Çünkü iki siyasi parti eşliğinde oluşan süreçte diğer siyasi partilerin önerisi alınamadı. Anayasa, 600 vekil, seçilme yaşının 18’e inmesi gibi şirin gösterilen birkaç maddenin yanı sıra hiçbir maddesi tam manası ile açıklanmadı. Cumhurbaşkanlığı adı altındaki bir başkanlık sistemine geçişin anayasası yapılmak istendi. Buna temelden karşı olan bizler dolayısı ile sürece katılamadık. Anayasa ile ilgili görüşlerimiz parlamenter sistem ile alakalıdır, mevcut ve yazılıdır.
“Verilecek cevap belli”
“OHAL varken anayasa yapılmasına engel yoktur. Ama doğrusu bu değildir. Anaysa ile alakalı STK’lar gösteri yapmak istediler.

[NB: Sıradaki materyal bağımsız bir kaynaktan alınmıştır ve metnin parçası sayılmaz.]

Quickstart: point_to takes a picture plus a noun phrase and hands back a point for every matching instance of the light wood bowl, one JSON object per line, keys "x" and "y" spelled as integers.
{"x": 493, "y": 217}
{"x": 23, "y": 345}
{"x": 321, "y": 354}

Çıkan bir kararname ile bir ay boyunca gösteri yasağı geldi. O gösteri barışçıl olduğu, kimseye zarar vermediği, düşünceyi ifade etmek amaçlı olduğu müddetçe serbest kalmalıdır. Aksi halde birbirimizin sesini duymazsak bu yol ayrımına geldiğimizde birileri kendisini dışlanmış hisseder.
Eğer biz mümkün olduğu kadar mutabakat zeminini genişletir herkesi bunun içerisine katarsak herkes de bunu benimseyecektir. Biz ne kadar dar kapsamlı tutarsak birileri o kadar dışında kalır. Amerika, Şili ve başkanlık ile alakalı birçok sistemi inceledim. Allah Amerikan’ın Trump’nı verdi zaten. Başkanı seçtiler fakat iki yıl sonra meclisi seçecekler” dedi.